Stochastic nature of physical parameterizations in ensemble prediction: A Stochastic convection approach

In this paper it is argued that ensemble prediction systems can be devised in such a way that physical parameterizations of subgrid-scale motions are utilized in a stochastic manner, rather than in a deterministic way as is typically done. This can be achieved within the context of current physical parameterization schemes in weather and climate prediction models. Parameterizations are typically used to predict the evolution of grid-mean quantities because of unresolved subgrid-scale processes. However, parameterizations can also provide estimates of higher moments that could be used to constrain the random determination of the future state of a certain variable. The general equations used to estimate the variance of a generic variable are briefly discussed, and a simplified algorithm for a stochastic moist convection parameterization is proposed as a preliminary attempt. Results from the implementation of this stochastic convection scheme in the Navy Operational Global Atmospheric Prediction System (NOGAPS) ensemble are presented. It is shown that this method is able to generate substantial tropical perturbations that grow and migrate to the midlatitudes as forecast time progresses while moving from the small scales where the perturbations are forced to the larger synoptic scales.

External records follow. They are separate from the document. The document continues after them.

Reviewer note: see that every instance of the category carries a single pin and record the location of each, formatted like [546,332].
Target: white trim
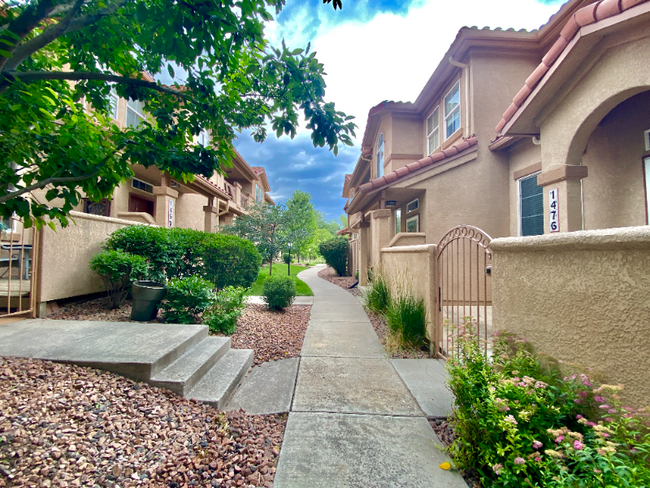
[428,150]
[447,116]
[416,217]
[519,198]
[417,200]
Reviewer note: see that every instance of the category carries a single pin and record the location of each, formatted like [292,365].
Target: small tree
[266,227]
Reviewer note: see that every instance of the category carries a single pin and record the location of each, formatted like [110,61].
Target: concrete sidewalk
[354,422]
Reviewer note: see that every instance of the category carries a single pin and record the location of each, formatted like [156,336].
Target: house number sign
[553,210]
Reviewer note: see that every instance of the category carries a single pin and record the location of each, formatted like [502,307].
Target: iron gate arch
[463,262]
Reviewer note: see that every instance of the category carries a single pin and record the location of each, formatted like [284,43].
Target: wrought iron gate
[463,263]
[18,268]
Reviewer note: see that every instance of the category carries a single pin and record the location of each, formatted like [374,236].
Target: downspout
[465,68]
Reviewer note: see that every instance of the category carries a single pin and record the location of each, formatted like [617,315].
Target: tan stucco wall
[521,156]
[189,211]
[67,252]
[410,269]
[614,195]
[581,297]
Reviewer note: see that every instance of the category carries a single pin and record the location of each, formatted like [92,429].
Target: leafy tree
[60,59]
[301,221]
[266,227]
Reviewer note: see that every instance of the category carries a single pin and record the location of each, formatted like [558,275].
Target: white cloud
[391,57]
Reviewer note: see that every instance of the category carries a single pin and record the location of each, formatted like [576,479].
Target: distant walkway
[353,422]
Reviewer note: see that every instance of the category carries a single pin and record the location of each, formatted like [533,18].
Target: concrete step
[219,384]
[181,376]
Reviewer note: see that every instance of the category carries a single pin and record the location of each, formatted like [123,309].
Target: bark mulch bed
[67,426]
[273,335]
[344,282]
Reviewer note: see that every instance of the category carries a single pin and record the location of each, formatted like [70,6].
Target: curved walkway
[353,422]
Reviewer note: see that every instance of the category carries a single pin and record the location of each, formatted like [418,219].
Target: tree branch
[7,77]
[51,33]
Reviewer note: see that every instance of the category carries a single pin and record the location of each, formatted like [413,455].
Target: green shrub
[279,292]
[407,317]
[335,252]
[186,299]
[516,419]
[171,253]
[230,261]
[377,295]
[227,307]
[118,270]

This stochastic convection method is able to produce substantial ensemble spread in the Tropics when compared with results from ensembles created from initial-condition perturbations. Although smaller, there is still a sizeable impact of the stochastic convection method in terms of ensemble spread in the extratropics. Preliminary simulations with initial-condition and stochastic convection perturbations together in the same ensemble system show a promising increase in ensemble spread and a decrease in the number of outliers in the Tropics.